The above are the key elements of the new post-Goromonzi plan that came into effect last February and now in full swing. Mugabe’s convening of the extraordinary congress, and the uncritical adoption this week of a two item agenda for that congress by the Zanu PF politburo and central committee, have put a sudden and complete stop to the politicking and scheming that has been going on in the party’s provincial structures in the hope of ousting Mugabe.

This is because, whereas provincial structures are very involved in contributing to the formulation of the agenda and resolutions of the annual people’s conference, they have virtually no role in designing the agenda of an extraordinary congress that takes place due to extraordinary circumstances which are not coming from the provinces.

The two main agenda items of the forthcoming extraordinary congress, namely, receiving a report of the central committee and declaring and confirming Mugabe’s candidacy, have been formulated by Mugabe who then used the party’s secretary for legal affairs, Emmerson Mnangagwa, to announce the items at the politburo meeting on Wednesday as he will do at the central committee meeting today.

While it is now a forgone conclusion that the extraordinary Zanu PF congress will declare and confirm Mugabe as the ruling party’s 2008 presidential candidate, the fact that this will be achieved through extraordinary measures when the issue was otherwise pretty ordinary means that Zanu PF will go into the 2008 election campaign as a fundamentally wounded and deeply divided party.

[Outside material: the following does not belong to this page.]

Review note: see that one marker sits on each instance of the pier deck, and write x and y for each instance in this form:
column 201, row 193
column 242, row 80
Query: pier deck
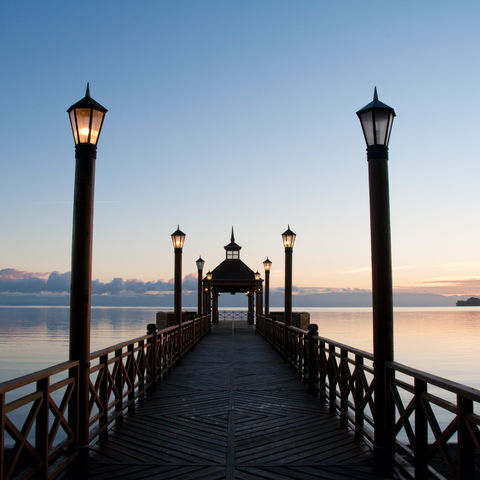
column 231, row 410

As things stand, the Jabulani Sibanda factor, which is central to Mugabe’s reelection strategy, has already cracked open tribal faultlines within Zanu PF and has virtually put paid to the Unity Accord.

Mugabe’s reelection campaign team will have to perform miracles to win back the support of disgruntled and abused Zanu PF leaders and their followers. Also, the team will need divine intervention to win the hearts and minds of ordinary voters who have already been put off by Sibanda’s shocking death call for Zimbabweans to “support Mugabe with our empty stomachs and empty shelves” to the point of dying for him.